Most people's set-ups are the result of endlessly moving around decor, lots of redecorating etc...


----------



## icepick36m (Feb 19, 2003)

Nice setup


----------



## wrathofgeo (Aug 23, 2003)

k thnx but would it be any more beneficial to the rhom that way? im trying to figure out the best environment for him.

thnx icepic


----------



## Judazzz (Jan 13, 2003)

I think as long as your fish has both good hiding places and an open area to swim (get a powerhead: many piranha's love to swim in the current!), I don't think he gives a damn about how you have set up his tank.
So as far as esthetics go, go with whatever you like most.


----------



## wrathofgeo (Aug 23, 2003)

aright thnx,

as for powerheads, that i can do, ive got 2. the only thing is decreasing their power, cause they can throw up a good amount of current


----------



## hays98 (Mar 8, 2003)

the plants look good


----------



## wrathofgeo (Aug 23, 2003)

thnx, here it is re-decorated, i am going to keep it because my rhom seems to like it much better, more concealed place to hide and open area to do his thing, i will also be putting driftwood in the bare area.

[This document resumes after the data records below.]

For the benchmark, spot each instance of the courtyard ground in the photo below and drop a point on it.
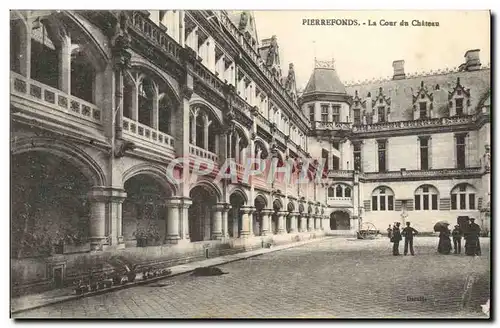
(332, 278)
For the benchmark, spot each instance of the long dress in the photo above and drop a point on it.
(444, 246)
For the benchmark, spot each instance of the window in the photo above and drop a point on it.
(324, 113)
(357, 157)
(463, 197)
(382, 199)
(381, 114)
(311, 113)
(460, 154)
(423, 110)
(426, 198)
(424, 153)
(357, 116)
(336, 113)
(381, 155)
(459, 106)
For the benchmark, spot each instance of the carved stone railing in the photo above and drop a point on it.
(155, 34)
(202, 153)
(348, 174)
(342, 126)
(431, 174)
(403, 125)
(144, 132)
(54, 99)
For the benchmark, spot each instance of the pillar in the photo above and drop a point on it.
(65, 63)
(225, 228)
(98, 198)
(246, 211)
(266, 218)
(281, 222)
(184, 219)
(172, 221)
(310, 222)
(294, 222)
(302, 222)
(218, 209)
(155, 113)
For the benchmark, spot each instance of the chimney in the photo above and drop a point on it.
(472, 62)
(399, 69)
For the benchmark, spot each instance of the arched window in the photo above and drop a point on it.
(463, 197)
(383, 199)
(146, 94)
(426, 198)
(338, 191)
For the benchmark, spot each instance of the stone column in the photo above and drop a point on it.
(184, 219)
(225, 228)
(266, 218)
(172, 221)
(246, 211)
(218, 209)
(317, 222)
(281, 222)
(302, 222)
(310, 222)
(98, 198)
(65, 63)
(116, 198)
(294, 222)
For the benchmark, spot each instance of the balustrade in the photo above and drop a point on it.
(54, 99)
(142, 131)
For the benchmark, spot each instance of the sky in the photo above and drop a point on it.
(366, 52)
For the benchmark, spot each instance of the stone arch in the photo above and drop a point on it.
(210, 187)
(240, 192)
(261, 199)
(209, 108)
(340, 219)
(155, 171)
(76, 156)
(277, 204)
(155, 72)
(264, 146)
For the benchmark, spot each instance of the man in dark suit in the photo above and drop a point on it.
(396, 238)
(457, 239)
(408, 232)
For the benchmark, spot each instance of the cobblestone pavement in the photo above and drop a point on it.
(334, 278)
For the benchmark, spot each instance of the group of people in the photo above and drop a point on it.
(396, 235)
(470, 233)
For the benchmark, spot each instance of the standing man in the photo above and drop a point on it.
(457, 239)
(474, 232)
(408, 232)
(396, 238)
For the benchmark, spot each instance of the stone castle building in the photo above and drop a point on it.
(102, 102)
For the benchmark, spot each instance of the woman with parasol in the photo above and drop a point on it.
(444, 245)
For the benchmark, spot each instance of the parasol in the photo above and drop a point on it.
(441, 225)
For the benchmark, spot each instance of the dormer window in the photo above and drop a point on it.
(459, 106)
(423, 109)
(381, 114)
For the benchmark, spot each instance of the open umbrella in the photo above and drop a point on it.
(441, 225)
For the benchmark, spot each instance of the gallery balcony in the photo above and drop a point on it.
(412, 175)
(32, 100)
(146, 137)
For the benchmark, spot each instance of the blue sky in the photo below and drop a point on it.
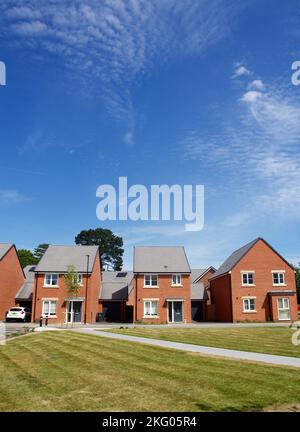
(174, 92)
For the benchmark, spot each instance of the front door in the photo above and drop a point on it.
(74, 311)
(175, 311)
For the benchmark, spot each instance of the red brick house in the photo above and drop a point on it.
(11, 277)
(254, 284)
(50, 293)
(161, 289)
(114, 304)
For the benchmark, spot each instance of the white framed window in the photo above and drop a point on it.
(150, 281)
(249, 304)
(49, 308)
(278, 278)
(247, 278)
(79, 279)
(150, 308)
(176, 280)
(51, 280)
(284, 309)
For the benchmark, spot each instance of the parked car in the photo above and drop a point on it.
(18, 314)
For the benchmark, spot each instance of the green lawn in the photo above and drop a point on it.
(268, 340)
(68, 371)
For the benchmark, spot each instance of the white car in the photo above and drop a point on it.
(18, 313)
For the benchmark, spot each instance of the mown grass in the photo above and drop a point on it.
(68, 371)
(268, 340)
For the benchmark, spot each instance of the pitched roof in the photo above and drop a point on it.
(198, 291)
(116, 285)
(59, 258)
(234, 258)
(160, 259)
(26, 290)
(4, 248)
(196, 273)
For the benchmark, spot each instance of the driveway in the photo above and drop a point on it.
(13, 327)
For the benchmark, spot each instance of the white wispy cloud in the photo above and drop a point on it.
(240, 70)
(256, 84)
(117, 41)
(256, 144)
(29, 28)
(11, 196)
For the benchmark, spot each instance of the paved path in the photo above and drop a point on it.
(221, 352)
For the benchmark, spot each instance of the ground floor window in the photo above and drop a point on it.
(249, 304)
(49, 308)
(283, 309)
(150, 308)
(175, 311)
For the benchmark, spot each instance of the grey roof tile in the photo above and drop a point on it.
(4, 248)
(234, 258)
(115, 285)
(59, 258)
(160, 259)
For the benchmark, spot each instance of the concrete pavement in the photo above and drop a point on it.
(210, 351)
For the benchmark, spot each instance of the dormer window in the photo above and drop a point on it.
(150, 281)
(176, 280)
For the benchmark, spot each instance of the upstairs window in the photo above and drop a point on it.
(248, 278)
(249, 305)
(51, 280)
(176, 280)
(150, 280)
(79, 278)
(278, 278)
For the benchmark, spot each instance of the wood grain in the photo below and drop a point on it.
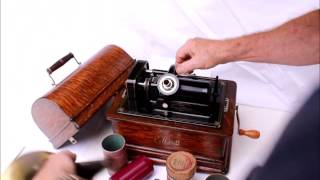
(157, 139)
(83, 92)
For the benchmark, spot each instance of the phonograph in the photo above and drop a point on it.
(157, 111)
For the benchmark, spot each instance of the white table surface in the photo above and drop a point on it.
(246, 153)
(35, 33)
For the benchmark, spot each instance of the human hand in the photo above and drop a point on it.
(58, 166)
(199, 53)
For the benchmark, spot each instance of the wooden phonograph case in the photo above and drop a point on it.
(158, 112)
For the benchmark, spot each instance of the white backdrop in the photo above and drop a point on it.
(35, 33)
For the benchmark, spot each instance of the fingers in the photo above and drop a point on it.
(68, 154)
(186, 67)
(184, 63)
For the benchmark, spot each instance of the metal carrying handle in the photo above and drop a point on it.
(59, 64)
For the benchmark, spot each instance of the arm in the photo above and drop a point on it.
(293, 43)
(58, 166)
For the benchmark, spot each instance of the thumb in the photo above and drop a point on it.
(186, 66)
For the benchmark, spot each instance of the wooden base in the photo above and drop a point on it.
(157, 139)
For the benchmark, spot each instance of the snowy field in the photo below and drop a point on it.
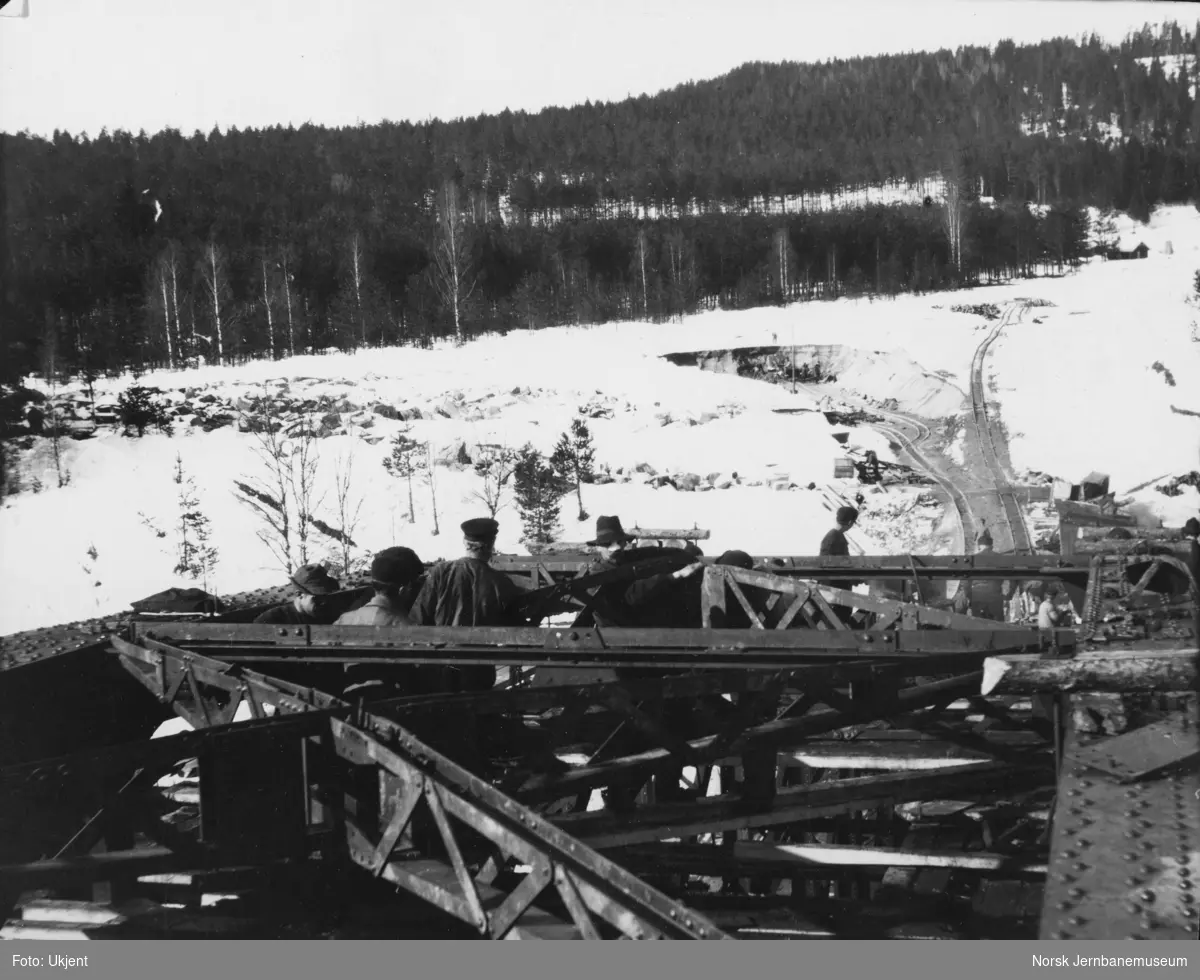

i have that powerhead in there to give a nice current that sends the guppies flyin around the tank a couple times























tell me what u think about this setup.

rhom seems to love it


----------



## wrathofgeo (Aug 23, 2003)

some closer pics... still not good in focus...


----------



## wrathofgeo (Aug 23, 2003)

and another, you should be able to see him facing you


----------



## Ovaltinesof9 (Jul 30, 2003)

looks good so far.







put another pic up when you add the drift wood.


----------



## wrathofgeo (Aug 23, 2003)

will do, should get driftwood sometime this week


----------